Mahler Ronald
Random Sets LLC, Eagan, MN 55122, USA.
Sensors (Basel). 2019 Jun 24;19(12):2818. doi: 10.3390/s19122818.
The finite-set statistics (FISST) foundational approach to multitarget tracking and information fusion has inspired work by dozens of research groups in at least 20 nations; and FISST publications have been cited tens of thousands of times. This review paper addresses a recent and cutting-edge aspect of this research: exact closed-form-and, therefore, provably Bayes-optimal-approximations of the multitarget Bayes filter. The five proposed such filters-generalized labeled multi-Bernoulli (GLMB), labeled multi-Bernoulli mixture (LMBM), and three Poisson multi-Bernoulli mixture (PMBM) filter variants-are assessed in depth. This assessment includes a theoretically rigorous, but intuitive, statistical theory of "undetected targets", and concrete formulas for the posterior undetected-target densities for the "standard" multitarget measurement model.

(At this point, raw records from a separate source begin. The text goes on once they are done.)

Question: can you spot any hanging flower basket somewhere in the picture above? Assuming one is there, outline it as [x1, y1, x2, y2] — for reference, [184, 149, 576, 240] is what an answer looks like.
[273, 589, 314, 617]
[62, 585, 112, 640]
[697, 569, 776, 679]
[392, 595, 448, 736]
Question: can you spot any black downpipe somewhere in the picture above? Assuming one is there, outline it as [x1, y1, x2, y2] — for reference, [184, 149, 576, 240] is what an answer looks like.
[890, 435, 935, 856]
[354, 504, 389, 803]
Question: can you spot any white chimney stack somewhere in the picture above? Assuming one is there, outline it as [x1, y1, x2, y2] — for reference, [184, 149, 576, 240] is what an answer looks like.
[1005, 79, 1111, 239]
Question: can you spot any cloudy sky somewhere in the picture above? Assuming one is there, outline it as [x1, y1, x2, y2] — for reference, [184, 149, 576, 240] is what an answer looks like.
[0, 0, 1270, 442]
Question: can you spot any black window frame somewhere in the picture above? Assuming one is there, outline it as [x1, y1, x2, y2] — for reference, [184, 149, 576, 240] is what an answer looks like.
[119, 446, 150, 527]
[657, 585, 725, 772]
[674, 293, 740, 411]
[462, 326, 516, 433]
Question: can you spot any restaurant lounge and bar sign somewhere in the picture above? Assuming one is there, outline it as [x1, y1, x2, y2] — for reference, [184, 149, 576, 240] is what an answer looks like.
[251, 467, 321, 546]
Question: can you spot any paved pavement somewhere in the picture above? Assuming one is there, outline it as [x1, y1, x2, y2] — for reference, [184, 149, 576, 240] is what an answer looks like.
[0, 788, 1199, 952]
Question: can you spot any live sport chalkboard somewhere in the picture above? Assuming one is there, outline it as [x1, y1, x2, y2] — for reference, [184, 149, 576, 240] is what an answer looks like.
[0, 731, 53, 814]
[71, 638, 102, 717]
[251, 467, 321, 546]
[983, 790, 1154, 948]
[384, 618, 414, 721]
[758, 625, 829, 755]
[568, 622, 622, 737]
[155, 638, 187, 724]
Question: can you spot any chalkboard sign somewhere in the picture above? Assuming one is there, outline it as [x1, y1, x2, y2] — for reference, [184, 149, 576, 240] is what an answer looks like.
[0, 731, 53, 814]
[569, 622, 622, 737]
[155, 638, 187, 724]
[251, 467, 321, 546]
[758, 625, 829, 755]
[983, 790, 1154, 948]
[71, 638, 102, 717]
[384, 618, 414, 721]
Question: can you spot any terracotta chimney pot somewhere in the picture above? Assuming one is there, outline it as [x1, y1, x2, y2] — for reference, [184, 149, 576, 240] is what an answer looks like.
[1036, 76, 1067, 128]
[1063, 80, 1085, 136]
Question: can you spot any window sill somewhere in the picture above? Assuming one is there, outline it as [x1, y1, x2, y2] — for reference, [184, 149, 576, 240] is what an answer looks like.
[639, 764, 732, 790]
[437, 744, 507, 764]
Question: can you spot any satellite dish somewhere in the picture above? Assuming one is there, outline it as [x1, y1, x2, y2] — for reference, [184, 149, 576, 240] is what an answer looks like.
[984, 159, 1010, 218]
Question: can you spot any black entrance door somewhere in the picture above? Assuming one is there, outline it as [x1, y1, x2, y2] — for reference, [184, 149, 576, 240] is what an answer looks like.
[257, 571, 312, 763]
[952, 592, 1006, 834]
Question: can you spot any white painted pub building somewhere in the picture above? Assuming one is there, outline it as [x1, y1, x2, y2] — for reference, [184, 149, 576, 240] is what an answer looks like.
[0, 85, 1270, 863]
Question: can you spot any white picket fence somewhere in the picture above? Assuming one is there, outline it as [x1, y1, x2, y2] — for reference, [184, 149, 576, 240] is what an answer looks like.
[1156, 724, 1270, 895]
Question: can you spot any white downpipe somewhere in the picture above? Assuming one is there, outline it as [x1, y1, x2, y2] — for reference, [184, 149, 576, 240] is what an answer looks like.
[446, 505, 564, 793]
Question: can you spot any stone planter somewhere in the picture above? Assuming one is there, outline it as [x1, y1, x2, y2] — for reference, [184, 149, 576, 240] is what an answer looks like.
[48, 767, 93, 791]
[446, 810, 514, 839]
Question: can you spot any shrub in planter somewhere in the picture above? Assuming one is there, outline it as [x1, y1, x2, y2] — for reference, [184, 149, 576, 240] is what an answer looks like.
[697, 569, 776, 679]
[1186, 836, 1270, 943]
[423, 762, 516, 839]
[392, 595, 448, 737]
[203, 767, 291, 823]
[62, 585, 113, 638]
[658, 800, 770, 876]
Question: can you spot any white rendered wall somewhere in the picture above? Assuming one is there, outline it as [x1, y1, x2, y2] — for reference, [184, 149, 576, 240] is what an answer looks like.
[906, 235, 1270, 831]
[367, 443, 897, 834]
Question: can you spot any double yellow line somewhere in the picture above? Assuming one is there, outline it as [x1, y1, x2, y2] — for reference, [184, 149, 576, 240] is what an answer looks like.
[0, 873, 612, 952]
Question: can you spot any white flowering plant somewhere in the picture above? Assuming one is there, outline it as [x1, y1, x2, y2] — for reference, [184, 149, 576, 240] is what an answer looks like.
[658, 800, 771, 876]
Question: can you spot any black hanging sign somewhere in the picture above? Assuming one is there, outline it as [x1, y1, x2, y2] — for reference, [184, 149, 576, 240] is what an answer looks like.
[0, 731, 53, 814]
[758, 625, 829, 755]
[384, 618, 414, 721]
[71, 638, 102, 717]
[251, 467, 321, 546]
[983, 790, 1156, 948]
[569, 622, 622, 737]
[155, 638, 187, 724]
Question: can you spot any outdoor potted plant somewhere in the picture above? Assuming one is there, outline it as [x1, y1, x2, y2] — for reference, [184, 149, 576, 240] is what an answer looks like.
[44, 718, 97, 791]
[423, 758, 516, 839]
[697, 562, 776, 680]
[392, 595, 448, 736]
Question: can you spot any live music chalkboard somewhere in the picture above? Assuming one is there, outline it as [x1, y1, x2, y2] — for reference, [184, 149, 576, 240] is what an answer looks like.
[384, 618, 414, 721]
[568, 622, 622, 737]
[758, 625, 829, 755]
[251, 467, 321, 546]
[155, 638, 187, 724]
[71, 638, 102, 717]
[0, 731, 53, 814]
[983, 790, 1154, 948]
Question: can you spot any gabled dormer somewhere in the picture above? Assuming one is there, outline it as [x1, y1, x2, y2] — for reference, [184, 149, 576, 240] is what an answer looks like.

有限集统计(FISST)基础方法用于多目标跟踪和信息融合,激发了至少20个国家数十个研究团队的研究工作;FISST相关出版物已被引用数万次。这篇综述论文探讨了该研究中一个最新的前沿领域:多目标贝叶斯滤波器的精确闭式(因此可证明是贝叶斯最优)近似。对所提出的五种此类滤波器——广义标记多伯努利(GLMB)、标记多伯努利混合(LMBM)以及三种泊松多伯努利混合(PMBM)滤波器变体——进行了深入评估。该评估包括一个理论上严谨但直观的“未检测到目标”统计理论,以及针对“标准”多目标测量模型的后验未检测到目标密度的具体公式。